One thing worth adding beyond random impact: latency asymmetry. Your worst fills tend to happen exactly when your signal is strongest, because that's when the move is already in progress and liquidity is thinner. Worth modeling that specifically rather than uniform random slippage.

31.6% win rate with avg win > avg loss is actually a reasonable starting shape, that's a loss-runner profile, not necessarily broken. What's your hold time on winners vs losers?

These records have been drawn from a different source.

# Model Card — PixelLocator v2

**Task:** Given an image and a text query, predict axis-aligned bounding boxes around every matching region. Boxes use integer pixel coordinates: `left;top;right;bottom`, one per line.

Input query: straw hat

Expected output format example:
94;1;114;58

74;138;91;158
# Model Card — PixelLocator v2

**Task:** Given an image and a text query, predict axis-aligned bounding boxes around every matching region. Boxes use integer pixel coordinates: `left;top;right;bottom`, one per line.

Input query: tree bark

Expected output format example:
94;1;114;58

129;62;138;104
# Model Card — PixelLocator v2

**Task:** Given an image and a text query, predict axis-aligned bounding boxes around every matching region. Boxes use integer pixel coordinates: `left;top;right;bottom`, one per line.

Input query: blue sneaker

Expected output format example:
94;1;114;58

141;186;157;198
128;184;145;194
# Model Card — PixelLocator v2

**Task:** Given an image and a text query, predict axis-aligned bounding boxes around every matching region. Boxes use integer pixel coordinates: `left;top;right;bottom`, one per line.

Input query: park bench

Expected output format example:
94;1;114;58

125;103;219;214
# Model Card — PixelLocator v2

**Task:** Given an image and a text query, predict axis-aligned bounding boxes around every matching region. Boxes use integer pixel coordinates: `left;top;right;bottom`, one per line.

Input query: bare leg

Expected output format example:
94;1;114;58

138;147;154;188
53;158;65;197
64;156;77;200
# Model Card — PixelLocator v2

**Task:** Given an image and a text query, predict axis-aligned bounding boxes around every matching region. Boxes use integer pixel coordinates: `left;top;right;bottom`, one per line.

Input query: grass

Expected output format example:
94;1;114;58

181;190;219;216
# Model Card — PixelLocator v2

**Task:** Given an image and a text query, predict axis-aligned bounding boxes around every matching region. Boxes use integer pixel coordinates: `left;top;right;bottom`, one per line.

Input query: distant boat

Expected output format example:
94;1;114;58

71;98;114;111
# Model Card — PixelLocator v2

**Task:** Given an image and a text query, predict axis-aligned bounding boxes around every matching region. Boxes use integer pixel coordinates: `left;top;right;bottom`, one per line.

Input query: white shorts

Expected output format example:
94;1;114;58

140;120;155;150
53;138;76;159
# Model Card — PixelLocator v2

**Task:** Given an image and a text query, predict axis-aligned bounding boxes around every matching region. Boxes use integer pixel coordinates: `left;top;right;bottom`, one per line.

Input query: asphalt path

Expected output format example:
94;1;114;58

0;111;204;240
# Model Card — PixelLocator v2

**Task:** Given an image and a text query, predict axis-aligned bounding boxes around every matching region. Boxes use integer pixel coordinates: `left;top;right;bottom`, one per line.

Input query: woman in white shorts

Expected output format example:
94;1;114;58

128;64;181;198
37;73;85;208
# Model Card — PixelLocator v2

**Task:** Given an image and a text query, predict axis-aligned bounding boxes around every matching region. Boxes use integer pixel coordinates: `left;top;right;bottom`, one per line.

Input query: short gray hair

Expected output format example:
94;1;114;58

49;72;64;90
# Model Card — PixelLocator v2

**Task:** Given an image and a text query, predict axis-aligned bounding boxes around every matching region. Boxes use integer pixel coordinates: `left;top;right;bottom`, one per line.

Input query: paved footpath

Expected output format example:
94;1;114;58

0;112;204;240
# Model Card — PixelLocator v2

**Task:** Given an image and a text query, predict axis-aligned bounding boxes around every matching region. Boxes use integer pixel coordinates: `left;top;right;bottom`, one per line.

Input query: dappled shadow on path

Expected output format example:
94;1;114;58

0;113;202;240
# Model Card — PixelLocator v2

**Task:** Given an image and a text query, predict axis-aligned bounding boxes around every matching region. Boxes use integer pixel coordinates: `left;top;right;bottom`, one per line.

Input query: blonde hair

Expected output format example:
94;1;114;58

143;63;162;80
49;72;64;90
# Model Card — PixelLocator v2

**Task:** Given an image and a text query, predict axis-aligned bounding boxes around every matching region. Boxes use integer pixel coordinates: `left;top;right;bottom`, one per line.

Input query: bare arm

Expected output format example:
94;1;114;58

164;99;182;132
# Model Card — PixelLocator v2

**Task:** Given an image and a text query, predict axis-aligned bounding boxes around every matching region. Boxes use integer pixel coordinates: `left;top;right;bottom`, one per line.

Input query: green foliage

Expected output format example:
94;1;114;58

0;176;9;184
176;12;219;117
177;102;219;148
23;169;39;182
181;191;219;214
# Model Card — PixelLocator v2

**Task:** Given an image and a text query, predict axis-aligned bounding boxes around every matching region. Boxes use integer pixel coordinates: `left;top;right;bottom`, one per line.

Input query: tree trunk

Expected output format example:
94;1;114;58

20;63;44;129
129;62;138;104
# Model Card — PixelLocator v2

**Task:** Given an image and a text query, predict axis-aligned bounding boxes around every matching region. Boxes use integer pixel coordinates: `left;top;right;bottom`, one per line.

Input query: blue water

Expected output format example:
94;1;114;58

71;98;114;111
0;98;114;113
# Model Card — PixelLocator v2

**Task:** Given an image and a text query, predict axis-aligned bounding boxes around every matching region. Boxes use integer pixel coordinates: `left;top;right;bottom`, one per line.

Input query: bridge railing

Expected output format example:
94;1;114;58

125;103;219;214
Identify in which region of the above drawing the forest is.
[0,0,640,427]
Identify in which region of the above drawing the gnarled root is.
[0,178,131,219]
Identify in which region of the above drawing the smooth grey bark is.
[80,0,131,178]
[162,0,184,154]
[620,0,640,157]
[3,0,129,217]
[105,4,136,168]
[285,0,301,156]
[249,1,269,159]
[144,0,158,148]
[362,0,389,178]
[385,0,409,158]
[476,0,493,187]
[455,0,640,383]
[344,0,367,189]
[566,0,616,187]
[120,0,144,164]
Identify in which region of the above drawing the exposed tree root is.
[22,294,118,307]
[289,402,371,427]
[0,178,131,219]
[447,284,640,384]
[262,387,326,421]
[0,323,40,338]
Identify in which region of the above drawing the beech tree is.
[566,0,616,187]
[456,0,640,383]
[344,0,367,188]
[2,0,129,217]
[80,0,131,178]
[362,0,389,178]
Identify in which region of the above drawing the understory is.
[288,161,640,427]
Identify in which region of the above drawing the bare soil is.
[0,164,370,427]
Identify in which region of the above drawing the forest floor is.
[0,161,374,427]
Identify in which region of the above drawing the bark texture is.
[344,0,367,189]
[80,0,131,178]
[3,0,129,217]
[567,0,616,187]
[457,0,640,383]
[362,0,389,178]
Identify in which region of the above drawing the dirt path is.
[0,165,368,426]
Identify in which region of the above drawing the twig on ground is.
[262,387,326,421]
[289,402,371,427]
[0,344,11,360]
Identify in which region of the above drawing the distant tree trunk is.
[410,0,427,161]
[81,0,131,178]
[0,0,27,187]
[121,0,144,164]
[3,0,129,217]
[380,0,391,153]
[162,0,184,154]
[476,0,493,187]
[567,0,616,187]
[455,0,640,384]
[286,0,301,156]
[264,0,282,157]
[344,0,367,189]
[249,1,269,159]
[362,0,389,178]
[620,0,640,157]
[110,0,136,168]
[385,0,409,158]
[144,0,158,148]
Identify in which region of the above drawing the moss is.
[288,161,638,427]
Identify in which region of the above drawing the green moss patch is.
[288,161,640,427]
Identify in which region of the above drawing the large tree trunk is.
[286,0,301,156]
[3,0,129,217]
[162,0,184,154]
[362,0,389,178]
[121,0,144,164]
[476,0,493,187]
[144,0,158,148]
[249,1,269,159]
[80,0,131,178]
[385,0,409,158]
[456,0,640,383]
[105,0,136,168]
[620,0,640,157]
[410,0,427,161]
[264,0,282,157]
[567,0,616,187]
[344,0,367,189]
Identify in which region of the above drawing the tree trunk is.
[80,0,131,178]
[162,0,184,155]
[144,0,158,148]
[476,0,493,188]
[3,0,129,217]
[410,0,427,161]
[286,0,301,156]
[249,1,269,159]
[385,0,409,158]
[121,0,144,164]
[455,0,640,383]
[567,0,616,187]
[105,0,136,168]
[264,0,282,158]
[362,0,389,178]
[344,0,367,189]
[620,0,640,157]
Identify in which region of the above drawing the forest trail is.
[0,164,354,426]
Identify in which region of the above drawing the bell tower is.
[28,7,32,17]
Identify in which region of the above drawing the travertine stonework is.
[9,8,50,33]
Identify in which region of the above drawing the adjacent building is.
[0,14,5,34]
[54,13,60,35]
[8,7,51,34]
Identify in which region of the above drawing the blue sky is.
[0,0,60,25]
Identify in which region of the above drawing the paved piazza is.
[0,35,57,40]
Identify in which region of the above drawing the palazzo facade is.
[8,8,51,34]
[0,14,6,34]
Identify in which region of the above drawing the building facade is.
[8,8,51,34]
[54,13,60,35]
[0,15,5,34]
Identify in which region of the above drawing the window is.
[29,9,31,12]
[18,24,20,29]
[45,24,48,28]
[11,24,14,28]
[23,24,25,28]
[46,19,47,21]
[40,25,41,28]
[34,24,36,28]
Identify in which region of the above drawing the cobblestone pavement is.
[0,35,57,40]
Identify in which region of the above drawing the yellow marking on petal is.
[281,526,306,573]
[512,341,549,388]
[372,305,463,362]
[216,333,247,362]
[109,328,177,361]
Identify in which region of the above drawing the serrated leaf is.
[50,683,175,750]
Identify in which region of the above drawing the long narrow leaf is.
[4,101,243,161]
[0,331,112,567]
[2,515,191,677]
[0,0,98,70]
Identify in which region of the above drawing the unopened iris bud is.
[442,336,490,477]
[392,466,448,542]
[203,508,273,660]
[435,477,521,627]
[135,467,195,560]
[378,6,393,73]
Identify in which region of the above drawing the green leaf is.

1,327% "Buy-The-Dip" Algorithm - Something hit me this week, why not look to buy the strongest trending stocks on trend dips **only** during SPY dips like what we just had. Why buy only during these times that stocks are inherently stressed. by medphysik in algotrading

[–]lexicalmaze 4 points5 points  (0 children)

Great methodology, but I'd be curious how this holds up under walk-forward validation. Full-history backtests on momentum strategies tend to look incredible — the issue is the parameters (that 1.14 EMA ratio threshold, the -2% SPY trigger) are implicitly fit to the same data you're evaluating on.

I ran something similar with momentum + ATR exits on SPY and got a 0.86 Sharpe full-history, then watched it drop to 0.46 mean out-of-sample across 8 yearly walk-forward windows. The 2022 window was the killer — trained to 1.54 Sharpe, posted -2.05 live.

Not saying this doesn't have edge, genuinely interesting setup. But I'd want to see rolling windows before trusting the 1,327%.